Home > Dryad-Born (Whispers from Mirrowen #2)(3)

Dryad-Born (Whispers from Mirrowen #2)(3)
Jeff Wheeler

Phae nodded hungrily. “What a story. The Paracelsus Towers. Really? What else?”

“The Queen of Wayland is having an affair with one of the dukes.”

“Rumor, Trasen. An old one too. What else?”

“Boeotia is at war with Silvandom.”

She grinned. “Those people are always fighting. I am glad we live here in the mountains. No army would ever want to invade us. It’s not like you could steal the stone anyway.”

“Not to forget that the roads to enter Stonehollow were carved through enormous boulders. You have never left the valley, Phae, but the tunnels through the rock are narrow and long.” He used his arms to gesture the size. “It would require very few men to hold off an army. There is no way to pass those stony hills except through the road.”

“Enough of tunnels and rumors and armies. Tell me how you are doing, Trasen. How goes your training? Is Holt as harsh as Master Winemiller? Does he work you hard?”

Trasen smiled ruefully. “No man works as hard as Winemiller. Not even the stonemasons. I think Holt was surprised that I already knew how to cook, make rope, and repair a bow. I enjoy the work, Phae. Truly, I do. I’m quite good at it.”

She gave him a probing look. They shared each other’s heart. He was eighteen, and they had been friends for most of their lives, and she knew by the sound in his voice that there was something he hadn’t told her yet.

“What is it?” he asked her, seeing her probing look.

“You are hiding something. Out with it.” She gave him a coaxing smile.

“I don’t know how you do that,” Trasen muttered, his forehead wrinkling, his mouth pursed with unease. “I feel as if all of my secrets are laid bare.”

“Are there secrets between us?” she reminded him, glancing ahead. “We are almost to the house. Tell me now before I wrestle you to the ground and force you.” She knew all of his vulnerable spots too, especially the ticklish ones.
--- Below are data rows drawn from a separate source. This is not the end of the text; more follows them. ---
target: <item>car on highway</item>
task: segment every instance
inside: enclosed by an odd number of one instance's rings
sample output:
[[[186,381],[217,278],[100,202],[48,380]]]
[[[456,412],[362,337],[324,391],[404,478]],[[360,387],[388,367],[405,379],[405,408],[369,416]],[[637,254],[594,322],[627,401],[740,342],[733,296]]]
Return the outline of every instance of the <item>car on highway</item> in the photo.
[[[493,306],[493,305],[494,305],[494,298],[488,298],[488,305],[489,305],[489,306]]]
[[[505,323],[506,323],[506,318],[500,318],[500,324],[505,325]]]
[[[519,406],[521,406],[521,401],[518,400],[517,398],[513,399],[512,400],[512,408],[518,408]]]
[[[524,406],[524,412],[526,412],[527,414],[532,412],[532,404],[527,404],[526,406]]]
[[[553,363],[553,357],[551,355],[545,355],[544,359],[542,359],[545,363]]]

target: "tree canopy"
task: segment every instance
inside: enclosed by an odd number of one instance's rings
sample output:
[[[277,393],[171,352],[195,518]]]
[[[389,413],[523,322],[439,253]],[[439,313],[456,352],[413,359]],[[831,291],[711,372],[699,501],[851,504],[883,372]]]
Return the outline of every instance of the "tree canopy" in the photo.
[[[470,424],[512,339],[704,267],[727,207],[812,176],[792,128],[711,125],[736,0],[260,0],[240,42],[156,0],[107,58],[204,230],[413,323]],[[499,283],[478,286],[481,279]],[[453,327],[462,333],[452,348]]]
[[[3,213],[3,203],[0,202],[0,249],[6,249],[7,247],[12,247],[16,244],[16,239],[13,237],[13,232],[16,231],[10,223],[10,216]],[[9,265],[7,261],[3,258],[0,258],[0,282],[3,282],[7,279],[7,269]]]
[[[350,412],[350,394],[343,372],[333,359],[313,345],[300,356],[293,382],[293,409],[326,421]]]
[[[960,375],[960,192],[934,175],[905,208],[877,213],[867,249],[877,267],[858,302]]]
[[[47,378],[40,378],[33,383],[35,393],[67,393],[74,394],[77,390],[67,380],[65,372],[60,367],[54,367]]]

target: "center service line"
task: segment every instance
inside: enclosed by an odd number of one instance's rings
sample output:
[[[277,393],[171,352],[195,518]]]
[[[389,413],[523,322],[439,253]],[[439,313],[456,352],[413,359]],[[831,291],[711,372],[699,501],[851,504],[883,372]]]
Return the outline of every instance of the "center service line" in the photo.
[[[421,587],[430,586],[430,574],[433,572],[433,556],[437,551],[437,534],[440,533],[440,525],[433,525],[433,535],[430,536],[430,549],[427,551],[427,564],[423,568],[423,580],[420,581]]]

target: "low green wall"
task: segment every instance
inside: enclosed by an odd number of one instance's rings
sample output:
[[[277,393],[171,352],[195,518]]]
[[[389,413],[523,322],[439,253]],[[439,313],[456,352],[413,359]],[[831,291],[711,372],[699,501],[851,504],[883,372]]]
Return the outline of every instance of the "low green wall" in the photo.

He hugged her with one arm, giving her a smile that faded into a frown. “You did not ask why I have a fortnight leave. Holt enlisted us to join the Wayland army. There is talk of a new treaty. I do not know much about it, but I’ve heard there may be some problems with the trade routes. The King of Wayland is paying handsomely for able men to protect and warn. They say skill with a bow is worth something.”

She stopped, her heart lurching with dread. “Is it dangerous? I thought the Romani govern the trade routes?”

“They still do. But there are rumors that if Havenrook has the Plague, someone else will need to guard the shipments. I can earn more in one year than what a mason can earn in three. It’s good money.”

“Your life is worth more than ducats,” Phae reminded him in a serious tone.

He nudged her playfully. “I’m not afraid of hard work. And I will not be protecting a caravan all alone. If you send enough men, no one will want to attack it. Holt taught me how to fight. How to read signs in the land. I know more than just making wine now, Phae.”

She was devastated but tried not to show it on her face. The thought of him being hurt was unbearable. They closed the gap to the porch steps. “Go on ahead,” Phae suggested. “I have to stack a few empty barrels. They will all want to see you and hear the news. Go.”

He looked at her expression, and she knew they would be talking about it later. She gave him a little shove to move him along and stood in the shadows off the porch, hugging herself for warmth from the sudden chill of the night air. She had a bad feeling about his new job. It disturbed her. The thought of losing him in a war—she did not even want to think about it.

Phae walked to the barns where the new barrels had been unloaded earlier that week. The barn door was open and she strolled in, seeing the stacked barrels just inside. The job was already done, and Winemiller had probably done it. She smiled fondly. The barrels were made of oak, imported from the north and constructed by Winemiller’s brother-in-law in Stonehollow. Uncle Carlsruhe was a carpenter and gifted at making sturdy barrels. The smell of oak was one of her favorite scents. She ran her hands across the rounded slats, enjoying the feel of the grain against her palms. It was in the barn where she had hid in just such a barrel and first used her magic. Being there reminded her of it.

Slowly, she walked down the row of barrels, feeling each one, pausing to approach one, now and then, and to smell it. The smell of oak flavored the wine. It was a family secret.

A body detached from the shadows in front of her. Her first thought was that Master Winemiller was finishing his day late and starting to come back to the house. She nearly thanked him for stacking the barrels. She hesitated, realizing it was not his shape. It was no one from the orphanage at all.